Katherine Merrifield, assistant director at The Health Foundation, says the creation of mayoral health commissioners is a significant step but must be enabled by a genuinely joined-up approach, where healthcare is aligned with sustained action on the building blocks of health.

Katherine Merrifield (c) The Health Foundation

Katherine Merrifield (c) The Health Foundation

The move to give the mayors of Greater Manchester and South Yorkshire greater oversight of NHS ICBs is notable, potentially marking a new phase in health devolution. Enabling ICB chairs to also serve as mayoral health commissioners, accountable to both the NHS and elected mayors, aims to test ‘the Bevanite foundation of the NHS' and whether devolved leadership can accelerate progress on prevention and health inequalities.

Whether this is a genuine game-changer remains to be seen. Greater Manchester has been here before with earlier health devolution delivering less autonomy than anticipated. ICBs will remain accountable to the secretary of state and national priorities. With limited detail on how these roles will operate, it is not yet clear whether this will result in a genuine sharing of power and influence. And some of these links are already being mirrored elsewhere, with the 10-Year Health Plan proposing mayoral representation on ICBs, suggesting the reforms may not be as unique as they appear.

At its best, this reform could strengthen the NHS's focus on prevention, shifting some accountability from Whitehall to local communities. Giving mayors a formal oversight role could shape NHS decision-making by enabling leaders directly accountable to local people to identify what is working and what isn't in their communities. As Wes Streeting said in announcing this, mayors know their regions better than ‘wonks in Whitehall'.

This matters for prevention. Improving population health requires difficult trade-offs: shifting resources upstream, investing in long-term outcomes and prioritising interventions that may not deliver immediate results. These choices benefit from local legitimacy and a close connection to communities. If this reform strengthens that link, it could support more ambitious place-based public service reform.
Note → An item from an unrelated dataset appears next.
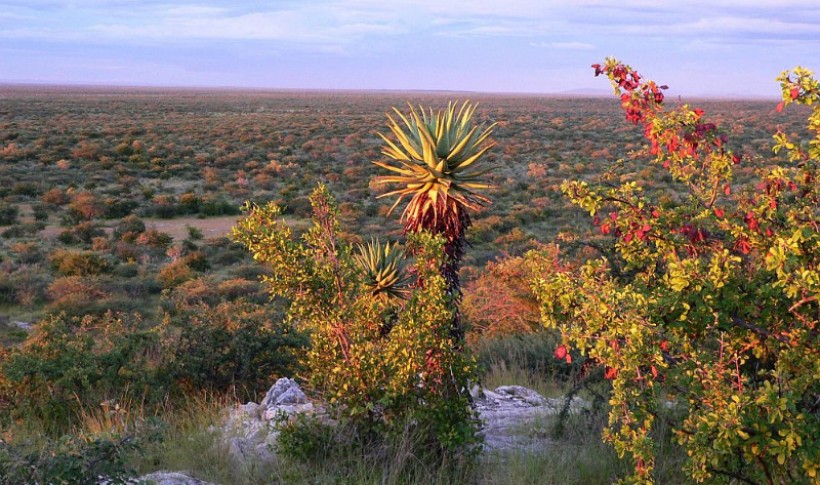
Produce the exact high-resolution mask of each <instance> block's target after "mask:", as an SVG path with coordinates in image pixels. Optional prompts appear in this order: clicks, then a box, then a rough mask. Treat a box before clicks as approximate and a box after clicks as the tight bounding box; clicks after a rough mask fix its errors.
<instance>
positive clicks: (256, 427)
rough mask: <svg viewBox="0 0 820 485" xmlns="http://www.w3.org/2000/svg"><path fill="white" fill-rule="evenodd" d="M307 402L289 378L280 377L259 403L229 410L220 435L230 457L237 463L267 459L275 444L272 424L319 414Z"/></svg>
mask: <svg viewBox="0 0 820 485" xmlns="http://www.w3.org/2000/svg"><path fill="white" fill-rule="evenodd" d="M323 412H324V410H323V409H321V408H320V407H317V406H314V405H313V403H311V402H310V401H308V399H307V397H306V396H305V393H304V392H302V389H301V388H300V387H299V384H297V383H296V381H294V380H293V379H289V378H287V377H283V378H281V379H279V380H278V381H276V383H275V384H274V385H273V387H271V388H270V390H269V391H268V393H267V394H266V395H265V398H264V399H262V402H261V403H259V404H256V403H253V402H249V403H247V404H243V405H240V406H237V407H235V408H233V409H231V410H230V411H229V412H228V416H227V418H226V420H225V424H224V426H223V427H222V434H223V436H224V437H225V438H224V439H225V442H226V444H227V445H228V450H229V453H230V454H231V456H232V457H233V458H234V459H236V460H240V461H244V460H249V459H250V460H253V459H261V460H269V459H271V458H272V450H273V446H274V445H275V444H276V438H277V437H278V434H279V433H278V431H277V430H276V424H277V423H278V422H279V421H282V420H286V419H288V417H290V416H294V415H296V414H302V413H310V414H322V413H323Z"/></svg>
However, there is an equally important risk. Mayors' distinctive contribution to health lies in operating beyond the NHS. Through powers over transport, housing, skills and economic development, they are uniquely placed to act on the building blocks of health while supporting inclusive economic growth. Our Mayoral Regions Programme – which supports strategic authorities in embedding health in all their policies and strengthening action on the wider determinants of health – has underlined the potential for mayors to link health with economic growth and their wider responsibilities.

This new health commissioner role is explicitly rooted in the NHS, rather than in the wider services that shape health. This risks reinforcing a model in which health is still primarily viewed through the lens of healthcare.
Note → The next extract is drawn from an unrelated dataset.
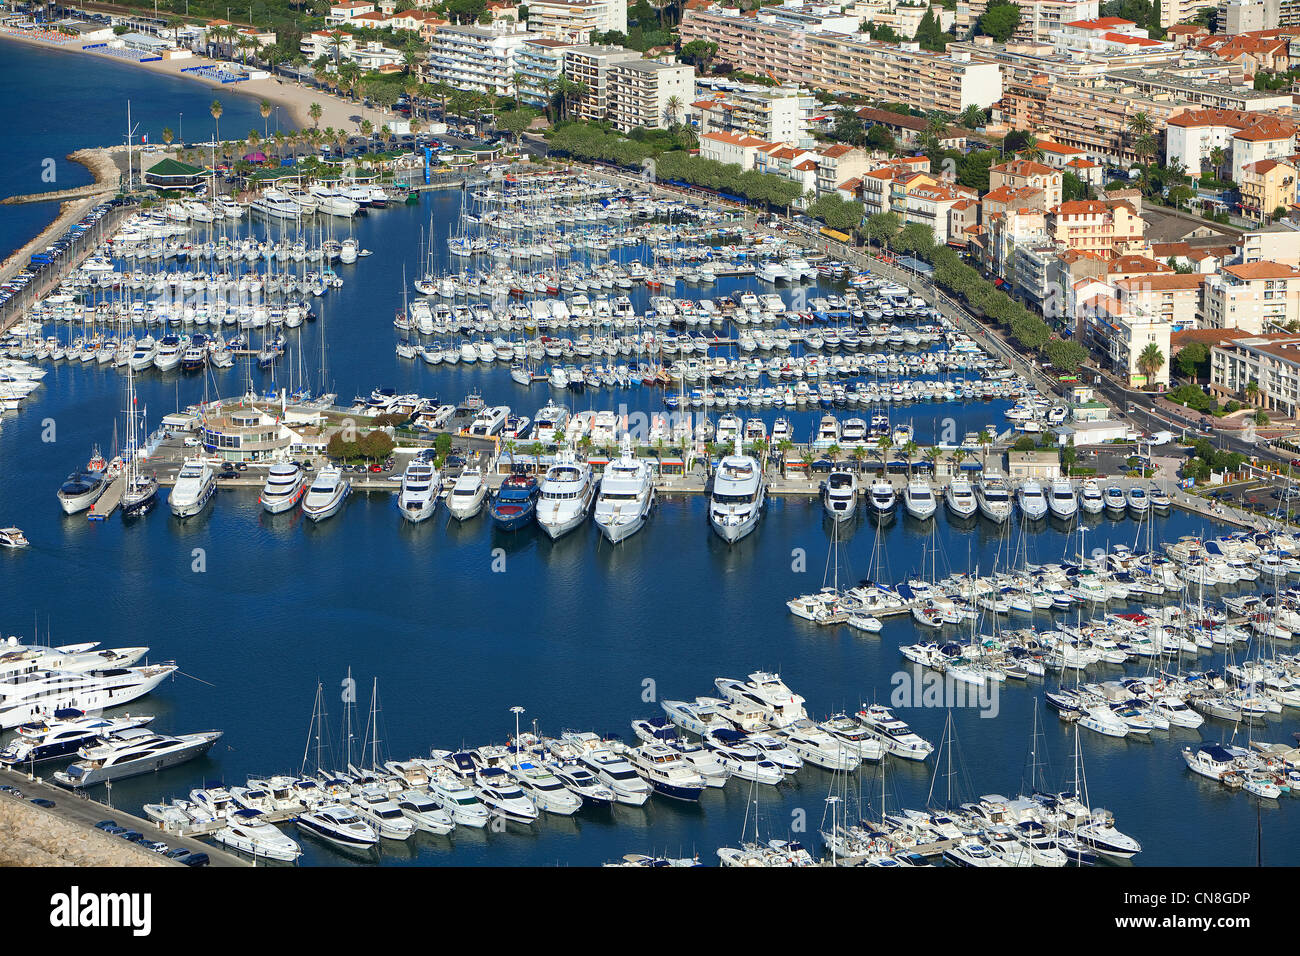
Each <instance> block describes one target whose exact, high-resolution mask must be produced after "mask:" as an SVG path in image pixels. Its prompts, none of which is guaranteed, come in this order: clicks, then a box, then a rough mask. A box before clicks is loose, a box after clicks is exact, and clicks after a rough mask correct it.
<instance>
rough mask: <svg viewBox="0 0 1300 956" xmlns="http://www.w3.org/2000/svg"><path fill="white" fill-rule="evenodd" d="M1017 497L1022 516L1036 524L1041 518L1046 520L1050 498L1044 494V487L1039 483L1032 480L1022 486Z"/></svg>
mask: <svg viewBox="0 0 1300 956" xmlns="http://www.w3.org/2000/svg"><path fill="white" fill-rule="evenodd" d="M1015 497H1017V501H1018V502H1019V505H1021V514H1022V515H1024V516H1026V518H1027V519H1028V520H1031V522H1036V520H1039V519H1040V518H1047V514H1048V497H1047V496H1045V494H1044V493H1043V485H1040V484H1039V483H1037V481H1035V480H1034V479H1030V480H1028V481H1024V483H1023V484H1021V486H1019V489H1018V490H1017V493H1015Z"/></svg>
Greater mayoral involvement in the NHS may also dilute and distract from this broader role. Running health services is politically and operationally demanding, requiring attention on waiting times, financial pressures and performance targets. The experience of ICBs illustrates this challenge. A formal objective to support economic development and tackle inequalities has often been crowded out by more immediate NHS priorities. At the same time, this heightened focus presents an opportunity to sharpen the NHS's otherwise vague agenda on social and economic development. There is a risk, however, that the same dynamic could play out here with mayoral attention drawn into short-term system pressures, rather than the building blocks of health where impact is likely to be greater.

There is a further risk in framing these pilots primarily as a partnership between strategic authorities and the NHS.  Improving health outcomes requires co-ordinated action across local government, public services and communities. Local authorities, in particular, bring expertise in public health and social care alongside a deep understanding of local needs.

For this model to be meaningful, more than representation around the table is needed. Meaningful change will require practical levers such as pooled budgets, joint planning and commissioning between the NHS and wider services, and new ways of delivering integrated services. Mayors will need to work closely with local government, particularly directors of public health with their statutory role and expertise in prevention, and the NHS to align priorities and resources.

There is also a question of how far this model can be replicated. Greater Manchester's experience of devolution and South Yorkshire's strong mayoral focus on health provide a foundation for these pilots. But other areas are at different stages of development. Institutional maturity, local relationships and capacity vary and boundaries between strategic authorities and ICBs are not always aligned. Changes to ICB footprints, including mergers and clustering across larger geographies may further complicate matters. A single, standardised model is, therefore, unlikely to work everywhere.

The creation of mayoral health commissioners is a significant step. It has the potential to bring the NHS closer to communities and to support a more preventative, locally led approach. The challenge now is to ensure this reform delivers on its promise: not just changing who sits around the table, but enabling a genuinely joined-up approach, where healthcare is aligned with sustained action on the building blocks of health.